Casos ortodônticos, avaliação de ATM, cirurgias ortognáticas e análises esqueléticas amplas se beneficiam desse tipo de campo. Embora apresente menor resolução relativa, o FOV grande permite avaliar relações anatômicas, assimetrias e padrões estruturais que não seriam perceptíveis em campos reduzidos.

Comparativo clínico
| Tipo de FOV | Campo de Visão | Resolução | Indicações |
|---|---|---|---|
| Pequeno | 4x4 a 5x5 cm | Alta | Endodontia, implantes unitários |
| Médio | 8x8 a 10x10 cm | Intermediária | Seio maxilar, terceiros molares, implantes múltiplos |
| Grande | 12x12 cm ou mais | Menor | Ortodontia, ATM bilateral, reabilitações totais, ortognática |
Como alinhar a solicitação tomográfica ao planejamento clínico
Uma solicitação bem estruturada começa pela definição clara do objetivo do exame. Ao estabelecer a pergunta clínica, o dentista passa a direcionar o exame para a real necessidade do caso.

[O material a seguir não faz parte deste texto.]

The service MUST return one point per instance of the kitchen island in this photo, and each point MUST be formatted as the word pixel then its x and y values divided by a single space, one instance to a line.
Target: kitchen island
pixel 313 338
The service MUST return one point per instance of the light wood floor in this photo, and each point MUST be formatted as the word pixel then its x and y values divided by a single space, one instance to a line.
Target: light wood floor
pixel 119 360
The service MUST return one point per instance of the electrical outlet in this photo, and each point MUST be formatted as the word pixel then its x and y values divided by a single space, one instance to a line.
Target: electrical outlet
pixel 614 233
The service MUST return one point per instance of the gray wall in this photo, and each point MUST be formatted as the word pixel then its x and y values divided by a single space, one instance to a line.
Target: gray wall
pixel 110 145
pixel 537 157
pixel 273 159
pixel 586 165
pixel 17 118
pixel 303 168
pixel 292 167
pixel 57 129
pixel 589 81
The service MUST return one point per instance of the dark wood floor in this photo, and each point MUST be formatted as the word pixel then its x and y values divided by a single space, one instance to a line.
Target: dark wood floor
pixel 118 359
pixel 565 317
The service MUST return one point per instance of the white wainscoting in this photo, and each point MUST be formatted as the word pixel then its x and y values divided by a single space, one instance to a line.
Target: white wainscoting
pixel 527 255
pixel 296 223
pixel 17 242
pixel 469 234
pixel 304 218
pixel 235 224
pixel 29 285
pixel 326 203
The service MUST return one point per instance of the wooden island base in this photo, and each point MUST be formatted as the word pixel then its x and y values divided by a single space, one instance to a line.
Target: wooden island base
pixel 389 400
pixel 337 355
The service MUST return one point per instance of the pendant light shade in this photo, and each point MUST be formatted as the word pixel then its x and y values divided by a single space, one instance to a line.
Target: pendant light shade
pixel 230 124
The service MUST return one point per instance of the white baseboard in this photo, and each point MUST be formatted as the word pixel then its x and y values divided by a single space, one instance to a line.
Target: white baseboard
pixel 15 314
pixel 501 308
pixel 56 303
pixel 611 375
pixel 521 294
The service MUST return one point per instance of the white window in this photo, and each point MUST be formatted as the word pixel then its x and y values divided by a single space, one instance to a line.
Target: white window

Um fluxo racional envolve:
- Definir o objetivo diagnóstico ou cirúrgico
- Identificar a região exata de interesse
- Selecionar o FOV compatível com essa região
- Comunicar à radiologia a finalidade do exame
Esse alinhamento garante que a imagem entregue seja funcional, precisa e clinicamente relevante.

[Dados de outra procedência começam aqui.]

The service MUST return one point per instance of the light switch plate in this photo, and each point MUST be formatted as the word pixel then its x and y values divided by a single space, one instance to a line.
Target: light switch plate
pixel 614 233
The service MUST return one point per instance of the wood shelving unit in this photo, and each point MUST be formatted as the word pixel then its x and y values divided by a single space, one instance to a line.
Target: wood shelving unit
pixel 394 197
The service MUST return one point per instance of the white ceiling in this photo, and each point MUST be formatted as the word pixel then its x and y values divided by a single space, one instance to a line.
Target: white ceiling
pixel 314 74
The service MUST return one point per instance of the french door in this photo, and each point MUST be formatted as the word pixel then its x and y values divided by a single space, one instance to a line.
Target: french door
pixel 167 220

Quando a tomografia passa a trabalhar a favor do caso
Quando o FOV é corretamente definido, a tomografia deixa de ser apenas um exame complementar e passa a atuar como extensão do raciocínio clínico. O resultado é um diagnóstico mais claro, um planejamento mais previsível e maior segurança para o paciente.
A qualidade da tomografia não está apenas na tecnologia utilizada, mas na estratégia por trás da solicitação. É nesse ponto que o exame ganha real valor clínico.

Conclusão
A definição do FOV é um dos principais determinantes da qualidade tomográfica. Ao alinhar a solicitação do exame ao objetivo clínico, o dentista eleva o nível do diagnóstico, otimiza o planejamento e protege o paciente de exposições desnecessárias.
Mais do que um parâmetro técnico, o FOV representa uma decisão clínica que impacta diretamente o sucesso do tratamento.